Robert Galbraith (AKA JK Rowling for anyone who’s been living under a rock) delivers a thoroughly tepid story that really drags in spots. I truly don’t know what all the hype was about. The plot was actually quite boring and predictable, despite being overly convoluted at parts. My opinion has nothing to do with wanting her to write more like Harry Potter. It is an adult mystery, so I don’t really know why so many people gave her negative reviews because it wasn’t written like Harry Potter. Helloooo, it’s a totally different genre! Even so, it was deadly dull in general. I only kept listening because it ticks a box for a reading challenge task.

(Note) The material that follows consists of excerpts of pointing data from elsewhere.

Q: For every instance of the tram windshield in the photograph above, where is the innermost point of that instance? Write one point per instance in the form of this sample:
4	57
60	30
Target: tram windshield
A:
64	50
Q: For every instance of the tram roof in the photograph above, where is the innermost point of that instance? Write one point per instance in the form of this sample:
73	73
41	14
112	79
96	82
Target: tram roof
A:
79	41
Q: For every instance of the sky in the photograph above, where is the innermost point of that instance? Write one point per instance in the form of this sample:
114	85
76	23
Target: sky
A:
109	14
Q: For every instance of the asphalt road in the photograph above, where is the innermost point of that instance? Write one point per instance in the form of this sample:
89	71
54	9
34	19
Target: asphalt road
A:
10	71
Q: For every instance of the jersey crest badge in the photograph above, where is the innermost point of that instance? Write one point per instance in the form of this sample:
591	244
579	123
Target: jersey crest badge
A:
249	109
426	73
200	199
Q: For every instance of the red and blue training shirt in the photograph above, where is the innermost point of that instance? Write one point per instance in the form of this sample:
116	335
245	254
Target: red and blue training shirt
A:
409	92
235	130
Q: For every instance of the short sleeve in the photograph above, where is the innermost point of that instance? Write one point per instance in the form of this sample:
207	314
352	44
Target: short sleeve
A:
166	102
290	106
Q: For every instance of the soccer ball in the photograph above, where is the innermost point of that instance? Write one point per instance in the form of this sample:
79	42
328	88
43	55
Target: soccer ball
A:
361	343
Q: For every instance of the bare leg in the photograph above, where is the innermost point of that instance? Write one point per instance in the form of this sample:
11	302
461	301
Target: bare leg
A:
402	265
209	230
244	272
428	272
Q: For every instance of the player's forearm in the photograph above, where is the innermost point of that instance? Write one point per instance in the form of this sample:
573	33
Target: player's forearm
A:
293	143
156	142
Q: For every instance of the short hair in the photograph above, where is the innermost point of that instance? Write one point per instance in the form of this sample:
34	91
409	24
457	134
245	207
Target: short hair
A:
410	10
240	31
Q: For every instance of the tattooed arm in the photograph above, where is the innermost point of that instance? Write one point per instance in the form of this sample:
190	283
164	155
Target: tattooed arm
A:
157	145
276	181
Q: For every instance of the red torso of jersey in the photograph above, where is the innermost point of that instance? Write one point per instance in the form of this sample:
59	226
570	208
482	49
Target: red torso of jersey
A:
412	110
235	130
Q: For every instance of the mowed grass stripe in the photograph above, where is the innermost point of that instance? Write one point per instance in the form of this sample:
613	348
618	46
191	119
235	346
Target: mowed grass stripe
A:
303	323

Strike seems in many ways like the opposite of the usual private detective. He’s described as kind of short and really hairy. He is not handsome, and frankly, even if he were, his excess hair, described as a pelt or like a coconut mat, would take care of that. Yuck. I don’t really get why Rowling would want her protagonist to be kind of gross, unless it is just to make readers (and characters) focus on his skills rather than his looks. Which, if so, well done on the social commentary about the shallowness of modern society! If not, then just why? I did like that he is a protagonist with a disability, and that the disability wasn’t a constant focus of the narrative. It just was the way he was. The occasional reference to his aching stump or badly-fitting prosthesis was about it; Strike isn’t defined by his disability.
In other ways, Strike is entirely typical – down on his luck, broke, difficult relationships with all the women in his life, ex-soldier, more competent than the cops or than anyone gives him credit for, with a sassy but highly competent assistant who kind of has a flame for him. It is very cliched.
I wanted to like this one, I really did. I wanted to see Rowling write an adult novel that grabbed my attention and was pleasingly complex. But I was disappointed. This was the first adult novel of hers I’ve read and it doesn’t inspire me to read any more. The narrator did a good job on this, but that was probably the best part of the book for me.